There are many texts in the Hebrew Bible related to the Sabbath, find them and relish the images God puts in your mind’s eye. The Sabbath is that picture of the way a community redeemed by the blood will live both in relation to God and to each other. So I encourage us all to cultivate the spiritual discipline of taking a sabbath rest … the Bridge Between the Commandments to Love our God and Our Fellow Creatures.
Revised Update 1/09/12
This morning I had two emails asking if I could recommend a book or two on the Sabbath day. I will recommend three in descending.
1) The first book I would read on the Sabbath is Abraham J. Heschel’s The Sabbath. Heschel was a very insightful Jewish biblical scholar. His small classic on the Sabbath simply changed the way I understood what this day was all about. Read this before anything.

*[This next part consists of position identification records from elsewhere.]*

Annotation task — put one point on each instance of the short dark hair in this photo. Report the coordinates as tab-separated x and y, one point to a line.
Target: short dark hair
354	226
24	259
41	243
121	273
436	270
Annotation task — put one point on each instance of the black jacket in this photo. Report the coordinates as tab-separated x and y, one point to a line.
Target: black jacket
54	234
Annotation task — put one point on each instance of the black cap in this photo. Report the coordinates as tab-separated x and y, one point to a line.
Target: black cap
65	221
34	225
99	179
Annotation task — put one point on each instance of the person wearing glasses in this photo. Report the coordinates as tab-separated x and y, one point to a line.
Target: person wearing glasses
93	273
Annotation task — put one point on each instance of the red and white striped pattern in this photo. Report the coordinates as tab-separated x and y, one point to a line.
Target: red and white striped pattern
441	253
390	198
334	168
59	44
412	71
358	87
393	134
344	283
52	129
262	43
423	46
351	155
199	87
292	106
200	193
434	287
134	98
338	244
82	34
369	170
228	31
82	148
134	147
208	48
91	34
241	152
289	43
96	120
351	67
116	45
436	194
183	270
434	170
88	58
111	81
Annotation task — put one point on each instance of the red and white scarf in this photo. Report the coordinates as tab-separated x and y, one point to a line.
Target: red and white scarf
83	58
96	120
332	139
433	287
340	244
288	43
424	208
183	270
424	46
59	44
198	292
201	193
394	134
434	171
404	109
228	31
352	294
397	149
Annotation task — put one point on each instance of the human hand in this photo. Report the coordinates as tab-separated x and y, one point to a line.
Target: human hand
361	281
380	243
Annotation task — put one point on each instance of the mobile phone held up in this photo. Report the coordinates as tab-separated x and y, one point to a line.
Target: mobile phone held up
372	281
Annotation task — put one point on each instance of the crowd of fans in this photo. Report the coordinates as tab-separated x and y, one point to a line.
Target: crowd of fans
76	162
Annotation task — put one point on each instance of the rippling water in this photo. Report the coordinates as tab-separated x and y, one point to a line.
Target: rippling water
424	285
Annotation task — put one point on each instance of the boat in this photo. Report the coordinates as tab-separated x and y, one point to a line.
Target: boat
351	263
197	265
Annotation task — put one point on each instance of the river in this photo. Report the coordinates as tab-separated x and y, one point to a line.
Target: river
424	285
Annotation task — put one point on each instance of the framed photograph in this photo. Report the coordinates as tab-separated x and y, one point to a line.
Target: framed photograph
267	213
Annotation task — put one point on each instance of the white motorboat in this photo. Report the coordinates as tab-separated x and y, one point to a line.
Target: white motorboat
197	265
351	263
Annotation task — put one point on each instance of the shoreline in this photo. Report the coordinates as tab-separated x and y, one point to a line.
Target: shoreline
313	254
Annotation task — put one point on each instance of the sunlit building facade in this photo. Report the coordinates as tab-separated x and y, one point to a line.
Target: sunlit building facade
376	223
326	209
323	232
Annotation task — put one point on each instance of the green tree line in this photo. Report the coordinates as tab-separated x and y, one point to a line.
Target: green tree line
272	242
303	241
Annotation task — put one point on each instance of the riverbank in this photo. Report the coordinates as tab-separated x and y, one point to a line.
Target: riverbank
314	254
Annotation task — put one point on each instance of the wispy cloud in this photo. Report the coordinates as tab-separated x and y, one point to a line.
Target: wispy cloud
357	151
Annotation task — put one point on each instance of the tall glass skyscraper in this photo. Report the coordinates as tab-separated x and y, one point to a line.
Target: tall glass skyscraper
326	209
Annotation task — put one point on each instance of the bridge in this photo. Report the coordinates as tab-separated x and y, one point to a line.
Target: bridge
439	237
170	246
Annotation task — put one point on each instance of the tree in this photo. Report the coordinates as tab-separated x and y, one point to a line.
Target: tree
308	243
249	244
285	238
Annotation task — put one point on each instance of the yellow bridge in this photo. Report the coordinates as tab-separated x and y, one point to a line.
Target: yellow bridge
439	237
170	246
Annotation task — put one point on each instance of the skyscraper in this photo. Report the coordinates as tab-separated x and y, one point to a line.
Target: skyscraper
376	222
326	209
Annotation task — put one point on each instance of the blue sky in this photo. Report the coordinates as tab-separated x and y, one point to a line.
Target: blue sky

2) Anything by Marva J. Dawn will challenge you and bless your heart and your mind. Keeping the Sabbath Wholly is no exception. She makes a nice compliment to Heschel.
3) Wayne Muller writes in a way that reminds me of Henri J. M. Nouwen and is a feast for the heart. His Sabbath: Restoring the Sacred Rhythm of Rest I have found to be a wonderful guide to spiritual thinking.